Letta Integration

Letta (formerly MemGPT) is a framework for building stateful LLM agents with persistent memory. This guide shows how to integrate both LiteLLM SDK and LiteLLM Proxy with Letta to leverage multiple LLM providers while building memory-enabled agents.

What is Letta?

Letta allows you to build LLM agents that can:

Maintain long-term memory across conversations
Use function calling for tool interactions
Handle large context windows efficiently
Persist agent state and memory

Prerequisites

pip install letta litellm

Quick Start

LiteLLM Proxy
LiteLLM SDK

1. Start LiteLLM Proxy

First, create a configuration file for your LiteLLM proxy:

# config.yaml
model_list:
  - model_name: gpt-4
    litellm_params:
      model: openai/gpt-4
      api_key: os.environ/OPENAI_API_KEY

  - model_name: claude-3-sonnet
    litellm_params:
      model: anthropic/claude-3-sonnet-20240229
      api_key: os.environ/ANTHROPIC_API_KEY

  - model_name: gpt-3.5-turbo
    litellm_params:
      model: azure/gpt-35-turbo
      api_key: os.environ/AZURE_API_KEY
      api_base: os.environ/AZURE_API_BASE
      api_version: "2023-07-01-preview"

Start the proxy:

litellm --config config.yaml --port 4000

2. Configure Letta with LiteLLM Proxy

Configure Letta to use your LiteLLM proxy endpoint:

import letta
from letta import create_client

# Configure Letta to use LiteLLM proxy
client = create_client()

# Configure the LLM endpoint
client.set_default_llm_config(
    model="gpt-4",  # This should match a model from your LiteLLM config
    model_endpoint_type="openai",
    model_endpoint="http://localhost:4000",  # Your LiteLLM proxy URL
    context_window=8192
)

# Configure embedding endpoint (optional)
client.set_default_embedding_config(
    embedding_endpoint_type="openai",
    embedding_endpoint="http://localhost:4000",
    embedding_model="text-embedding-ada-002"
)

1. Configure LiteLLM SDK

Set up your API keys and configure LiteLLM:

import os
import litellm

# Set your API keys
os.environ["OPENAI_API_KEY"] = "your-openai-key"
os.environ["ANTHROPIC_API_KEY"] = "your-anthropic-key"

# Optional: Configure default settings
litellm.set_verbose = True  # For debugging

2. Create Custom LLM Wrapper for Letta

Create a custom LLM wrapper that uses LiteLLM SDK:

import letta
from letta import create_client
from letta.llm_api.llm_api_base import LLMConfig
import litellm
from typing import List, Dict, Any

class LiteLLMWrapper:
    def __init__(self, model: str):
        self.model = model
    
    def chat_completions_create(self, messages: List[Dict], **kwargs):
        # Use LiteLLM SDK for completion
        response = litellm.completion(
            model=self.model,
            messages=messages,
            **kwargs
        )
        return response

# Configure Letta with custom LiteLLM wrapper
client = create_client()

# Set up LLM configuration using direct SDK integration
llm_config = LLMConfig(
    model="gpt-4",  # or "claude-3-sonnet", "azure/gpt-35-turbo", etc.
    model_endpoint_type="openai",
    context_window=8192
)

client.set_default_llm_config(llm_config)

3. Create and Use a Letta Agent

Using LiteLLM Proxy
Using LiteLLM SDK

import letta
from letta import create_client

# Create Letta client
client = create_client()

# Create a new agent
agent_state = client.create_agent(
    name="my-assistant",
    system="You are a helpful assistant with persistent memory.",
    llm_config=client.get_default_llm_config(),
    embedding_config=client.get_default_embedding_config()
)

# Send a message to the agent
response = client.user_message(
    agent_id=agent_state.id,
    message="Hi!

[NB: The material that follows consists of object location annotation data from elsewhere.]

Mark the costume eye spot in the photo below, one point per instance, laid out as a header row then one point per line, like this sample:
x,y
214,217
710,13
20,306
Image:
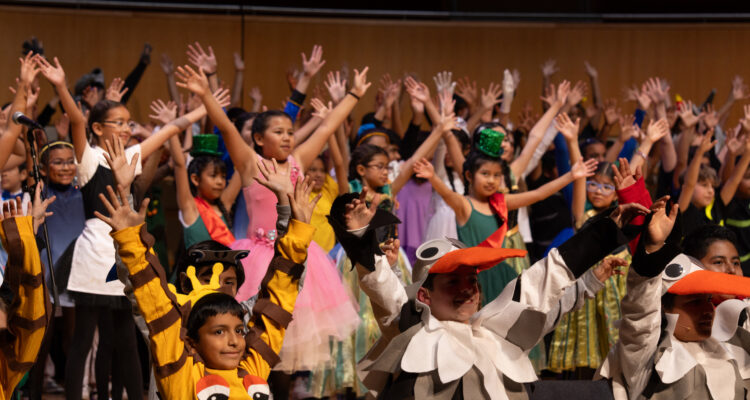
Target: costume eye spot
x,y
674,270
429,252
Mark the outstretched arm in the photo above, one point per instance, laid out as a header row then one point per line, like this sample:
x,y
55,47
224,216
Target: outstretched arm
x,y
9,138
691,177
243,156
309,150
556,101
580,170
56,76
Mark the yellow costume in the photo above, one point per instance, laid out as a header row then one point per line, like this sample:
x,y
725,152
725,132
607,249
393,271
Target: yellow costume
x,y
29,313
184,376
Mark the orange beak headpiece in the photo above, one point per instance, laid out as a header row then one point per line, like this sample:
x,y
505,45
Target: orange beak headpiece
x,y
685,275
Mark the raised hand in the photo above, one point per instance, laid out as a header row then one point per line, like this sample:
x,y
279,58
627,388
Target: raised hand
x,y
166,64
590,70
115,90
583,169
686,114
223,96
311,66
336,86
444,82
661,225
301,203
424,169
739,89
549,68
91,95
491,96
121,215
189,79
201,59
566,127
391,249
163,113
54,74
657,130
39,207
29,68
609,267
123,172
711,119
277,181
612,114
360,84
624,177
256,95
321,110
357,215
417,90
239,64
467,90
706,142
62,126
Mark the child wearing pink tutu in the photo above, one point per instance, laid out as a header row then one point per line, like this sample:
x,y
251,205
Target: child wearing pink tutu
x,y
323,307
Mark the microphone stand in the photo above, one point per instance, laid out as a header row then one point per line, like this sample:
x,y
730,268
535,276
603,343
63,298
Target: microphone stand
x,y
37,179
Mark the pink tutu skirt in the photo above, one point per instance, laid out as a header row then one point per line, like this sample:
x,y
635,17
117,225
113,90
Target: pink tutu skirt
x,y
324,307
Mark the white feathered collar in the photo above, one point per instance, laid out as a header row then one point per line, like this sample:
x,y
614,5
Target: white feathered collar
x,y
453,348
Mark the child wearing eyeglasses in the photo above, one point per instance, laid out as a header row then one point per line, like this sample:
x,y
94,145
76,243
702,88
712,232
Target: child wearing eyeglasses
x,y
700,201
583,338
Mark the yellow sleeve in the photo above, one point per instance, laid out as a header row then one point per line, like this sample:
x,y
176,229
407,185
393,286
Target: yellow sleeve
x,y
159,307
278,293
28,315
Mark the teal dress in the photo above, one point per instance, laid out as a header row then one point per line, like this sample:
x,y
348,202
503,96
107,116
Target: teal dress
x,y
478,228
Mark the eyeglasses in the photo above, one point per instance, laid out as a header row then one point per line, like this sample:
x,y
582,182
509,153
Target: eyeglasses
x,y
120,124
379,167
62,163
604,188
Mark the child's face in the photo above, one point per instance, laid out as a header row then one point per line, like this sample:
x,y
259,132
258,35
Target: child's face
x,y
703,194
211,182
12,179
61,167
375,173
600,191
117,123
221,342
278,139
486,180
393,154
722,256
317,174
696,317
454,296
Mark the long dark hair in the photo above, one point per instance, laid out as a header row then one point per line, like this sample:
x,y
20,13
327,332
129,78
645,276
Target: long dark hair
x,y
475,160
199,164
260,124
98,114
362,155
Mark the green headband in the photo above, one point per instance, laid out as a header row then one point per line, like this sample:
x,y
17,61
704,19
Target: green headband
x,y
491,142
48,145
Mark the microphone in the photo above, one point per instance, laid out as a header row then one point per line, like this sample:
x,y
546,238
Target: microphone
x,y
21,119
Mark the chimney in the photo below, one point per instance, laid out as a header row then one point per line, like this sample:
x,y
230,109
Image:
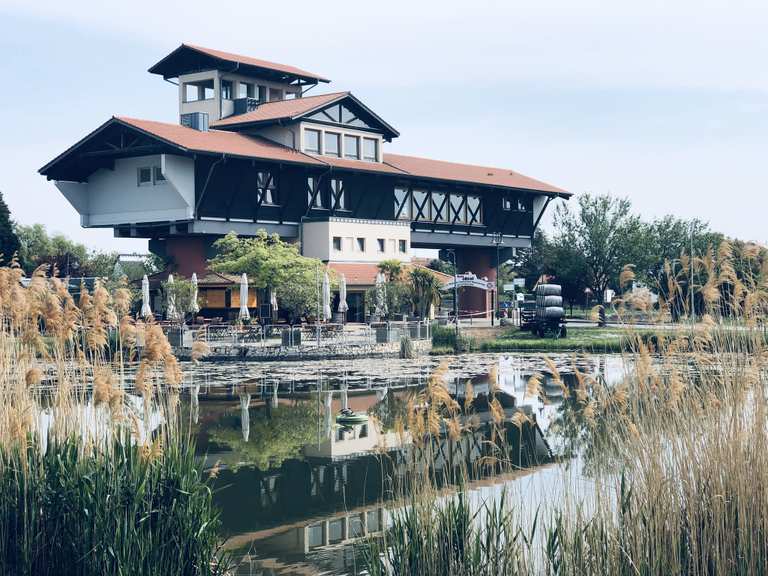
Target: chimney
x,y
195,120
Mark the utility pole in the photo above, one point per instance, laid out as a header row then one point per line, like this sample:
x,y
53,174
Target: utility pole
x,y
498,241
452,252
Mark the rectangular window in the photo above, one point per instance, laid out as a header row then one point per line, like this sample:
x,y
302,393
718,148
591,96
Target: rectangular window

My name is Alice and I love reading science fiction books."
)

print(f"Agent response: {response.messages[-1].text}")

# Send another message - the agent will remember previous context
response = client.user_message(
    agent_id=agent_state.id,
    message="What did I tell you about my interests?"
)

print(f"Agent response: {response.messages[-1].text}")

import letta
from letta import create_client
import litellm
import os

# Set up environment variables
os.environ["OPENAI_API_KEY"] = "your-openai-key"

# Create Letta client with LiteLLM integration
client = create_client()

# Create a new agent
agent_state = client.create_agent(
    name="my-assistant",
    system="You are a helpful assistant with persistent memory.",
    llm_config=client.get_default_llm_config(),
    embedding_config=client.get_default_embedding_config()
)

# Send a message to the agent
response = client.user_message(
    agent_id=agent_state.id,
    message="Hi! My name is Alice and I love reading science fiction books."
)

print(f"Agent response: {response.messages[-1].text}")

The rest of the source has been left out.